Фирменный знак, который показал мне Рами, был очень лаконичен и мне понравился.
– Сейчас она принадлежит другим людям, – продолжал Рами, – и имеет совсем другой логотип. Как ты смотришь, если мы ее назовем ГУР и возьмем нашу старую эмблему?
– Рами, мне это нравится, и если ты говоришь, что у нас не будет проблем с этим знаком, то я согласен.
Обсудив со мной эти вопросы, Рами и Моше куда-то удалились.
В их кабинете я провел более двух часов, не зная, чем себя занять. По всей вероятности, этот офис был не их. Здесь им была предоставлена одна комната, картину над столом в которой я был вынужден разглядывать все это время. Каждый из них периодически заходил сюда, брал какие-то бумаги и уходил, не обращая на меня никакого внимания.
В начале июня я их обоих в очередной раз встретил в Пулково и привез на фирму.
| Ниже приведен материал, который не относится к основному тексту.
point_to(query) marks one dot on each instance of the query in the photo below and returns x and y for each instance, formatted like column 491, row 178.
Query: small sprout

Во время разговора мне стало ясно, что в Минске у них все рухнуло и они опять обратили внимание на фильтры.
– Борис, ты раньше предлагал нам сделать с тобой СП, но мы не шли на это, проверяя тебя, – не только русский язык Моше помогал ему объяснить их позицию, но стиль его разговора вызывал какое-то доверие. Ему хотелось верить, хотя разум подсказывал не торопиться.
– Сейчас мы к этому готовы, – продолжал он, – об этом нашем решении ты узнал еще в Израиле. Нам бы хотелось понять тебя и как ты все это видишь.
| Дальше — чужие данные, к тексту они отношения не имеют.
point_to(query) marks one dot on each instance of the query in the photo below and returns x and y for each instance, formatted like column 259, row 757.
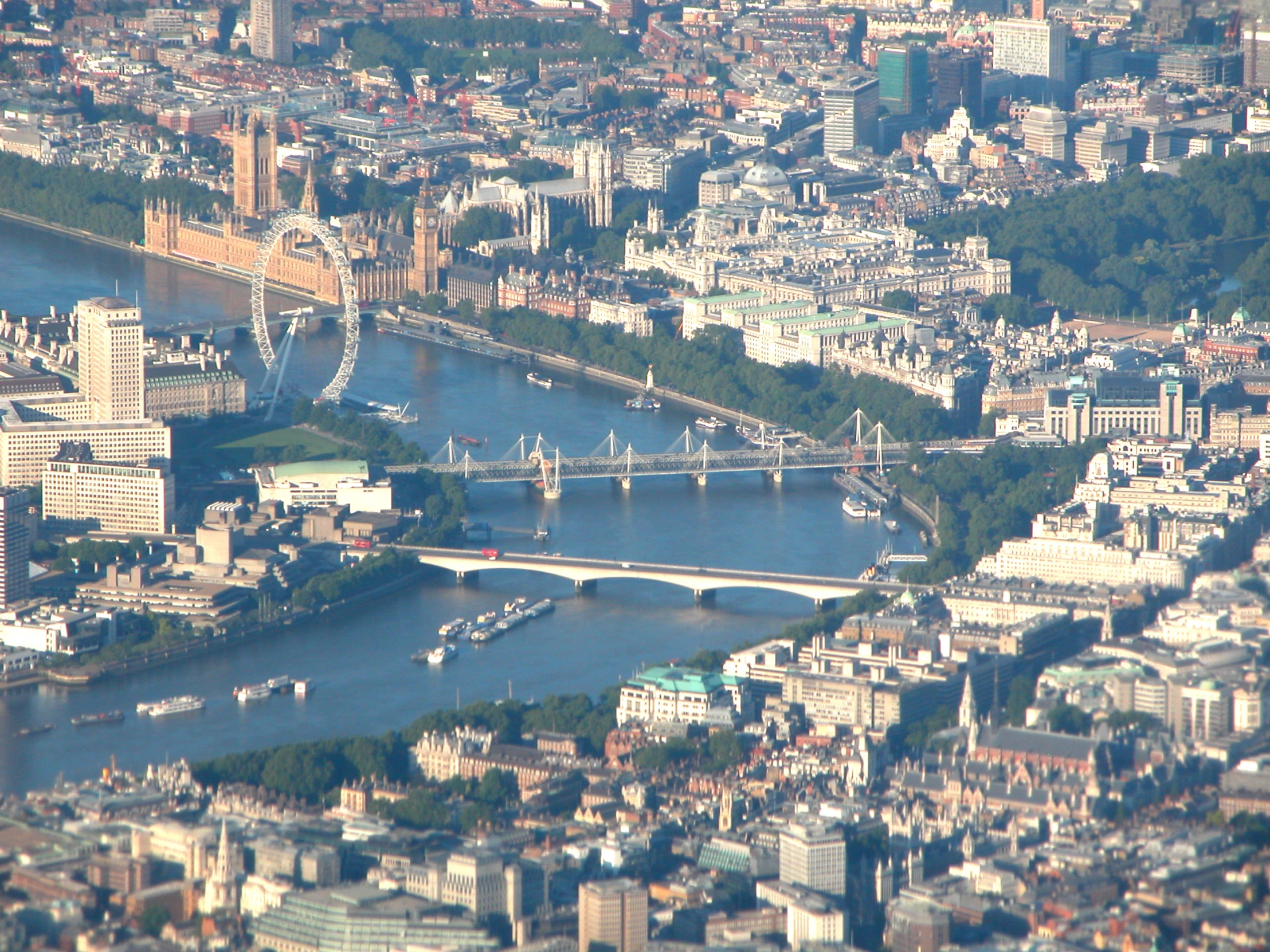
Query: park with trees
column 1144, row 245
– Я хочу, наверное, то, что и вы, – иметь настоящий завод фильтров. Сейчас фильтры производятся на трех независимых площадках. Литье делал сам, часть его поставляли из Гатчины, сборка фильтроэлементов у слепых на «Контакте», а подготовительные и окончательные операции у нас.
Я был готов к этому разговору, давно ждал его и поэтому продолжал:
– Нам нужно все сконцентрировать в одном месте, но для этого потребуется совершить массу серьезнейших действий. Найти лучшее сырье и отработать технологию его переработки. Закупить дорогие термопласты и прессы, научиться изготавливать у себя прессформы и штампы. Для монтажа такого объема оборудования требуются новые цеха или хотя бы реконструкция старых. На все это необходимы финансовые вложения.
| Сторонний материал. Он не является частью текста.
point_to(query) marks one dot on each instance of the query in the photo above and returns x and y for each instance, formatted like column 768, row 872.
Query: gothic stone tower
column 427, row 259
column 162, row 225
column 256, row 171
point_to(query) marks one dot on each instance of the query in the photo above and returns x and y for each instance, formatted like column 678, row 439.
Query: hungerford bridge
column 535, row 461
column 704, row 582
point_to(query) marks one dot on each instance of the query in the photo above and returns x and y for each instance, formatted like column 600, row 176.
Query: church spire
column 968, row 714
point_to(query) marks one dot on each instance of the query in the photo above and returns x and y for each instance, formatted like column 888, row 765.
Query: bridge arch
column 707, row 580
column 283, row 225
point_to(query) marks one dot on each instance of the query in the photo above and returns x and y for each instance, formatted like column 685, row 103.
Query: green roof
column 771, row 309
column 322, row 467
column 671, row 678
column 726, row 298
– Как ты думаешь, Борис, сколько может потребоваться денег? – выслушав меня, спросил Моше.
– Для этого, конечно, требуются серьезные деньги, но ведь сразу все не надо, – я старался подробно объяснить им мою логику. – Разберемся с сырьем и технологией, сами сделаем под нее специальное оборудование. Найдем, где взять термопласты по хорошей цене – купим для начала один. Прессы подберем на заводах, где они простаивают. Все это быстро даст отдачу и увеличит наши прибыли, которые тут же все вложим в дело.
– А сколько же для начала требуется? – не отставал Моше.
– Расчет первичного вклада я производил так, – на листе бумаги я стал показывать Рами и Моше, что и из чего складывается. – Сначала учел все уже вложенные мною деньги: технологические и конструкторские разработки, изготовление оснастки, закупки оборудования, первичные закупки сырья и, конечно, реконструкция предприятия и строительство цеха. После рассчитал предполагаемую стоимость новых вложений. Далее добавил затраты на продвижение наших фильтров на рынке. В итоге получилось 122 000 долларов.
– Как ты учитывал влияние курса рубля? – поинтересовался Моше.
– Все очень просто. Мы начали заниматься фильтрами в ноябре 1992 года. Тогда курс был 426, сегодня он 1 940. Естественно, все это сокращало объем вложений в долларовом исчислении, но не с такой скоростью, как падал рубль.
– Мы должны иметь 50 процентов, – вмешался в разговор Рами.
– Давайте разговаривать серьезно. Вы же пока сюда ничего, кроме фильтров, не принесли. Ты, Рами, даже шапку свою не съел, когда увидел, как работает наша установка, – подтрунил я над Рами. – Больше 25 процентов я не вижу основания вам предлагать.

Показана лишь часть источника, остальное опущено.